In 1992 Douglas Prasher figured out how to clone the DNA of GFP and in 1994 Martin Chalfie expressed this DNA in E. coli, seen here.

The discovery of green fluorescent proteins heralded a revolution in cell biology, enabling researchers to monitor cellular processes by applying themselves to a variety of protein and enzyme targets. Over the years, they’ve enabled thousands of successful experiments, triggering events that ultimately saved many lives.

It all started with this jellyfish.

In 1961, Osamu Shimomura and Frank Johnson, working at the Friday Harbor Laboratories of the University of Washington were working on isolating a blue bioluminescent protein from the Aequorea victoria jellyfish. When they succeeded, they called it aequorin. However, even more interesting than the aequorin, they noticed that a second protein they extracted was able to produce green fluorescence when illuminated with ultraviolet light, although it lacked the blue-emitting properties of aequorin. They called it, rather unceremoniously, Green Fluorescent Protein (GFP). To this day, we don’t know the purpose of the aequorin or the GFP in the jellyfish, but we’ve learned how to use them ourselves.

Since then, researchers have become much better at separating different colors for the fluorescent proteins. These are E. coli bacteria expressing different color fluorescent proteins made by Roger Tsien, one of the pioneers and central figures in developing fluorescent proteins. Image via Telegraph

The same thing, with a bit more artistic creativity. Image via Imperial College of London.

GFP can be used as a reporter gene – a gene that signals something; for example, a marker can be developed, making cancer cells (and cancer cells only) light up in green. GFP is used widely in cancer research to label and track cancer cells. But that’s not all it can do. The protein has potential uses both in regenerative medicine, and in gene therapy.

A mouse leg with different expressing proteins. Image via A Fractured Reality.

This is your brain on drugs – more on this Harvard website.

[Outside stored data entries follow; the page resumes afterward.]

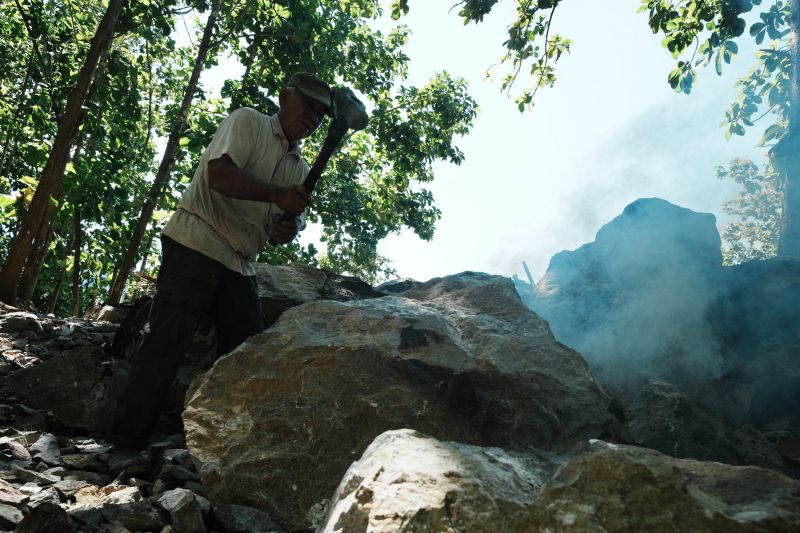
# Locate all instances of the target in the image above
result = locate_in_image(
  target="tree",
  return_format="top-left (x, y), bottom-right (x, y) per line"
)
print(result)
top-left (0, 0), bottom-right (127, 305)
top-left (717, 157), bottom-right (783, 263)
top-left (639, 0), bottom-right (799, 258)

GFP can be introduced and maintained through breeding in most type of living cells – from bacteria and yeast to mammals, including humans. In fact, several transgenic pets have been developed – including a fluorescent rabbit, a group of mice and green fluorescent pigs. Creating transgenic, fluorescent fish has become so trivial that several modified species can be found on the market.

Instead of making just a few cells glow, you can make entire organs glow – or even entire organisms. Source.

Somewhere in Minnesota sits a litter of fluorescent green kittens that may be immune to AIDS – more on that here.

The future also has much in store for these proteins; on one hand, the goal is to expand and fine-tune the existing color possibilities derived from the jellyfish. Researchers also want to create fluorescent proteins emitting in the orange to far red regions of the visible light spectrum. Especially in mammal cells, autofluorescence and the absorption of light are greatly reduced at the red end of the spectrum – so going closer to this range would improve practical applications, including those on humans.

Some of the most commonly used colors. Credit: Mark Zimmer.

Secondly, the idea is to develop better biosensors based on GFP. The field of biosensors is developing at a staggering rate, and I wouldn’t be surprised to see GFP play a bigger role in the future. Martin Chalfie, Osamu Shimomura, and Roger Y. Tsien were awarded the 2008 Nobel Prize in Chemistry on 10 October 2008 for their discovery and development of the green fluorescent protein, but the future looks even brighter.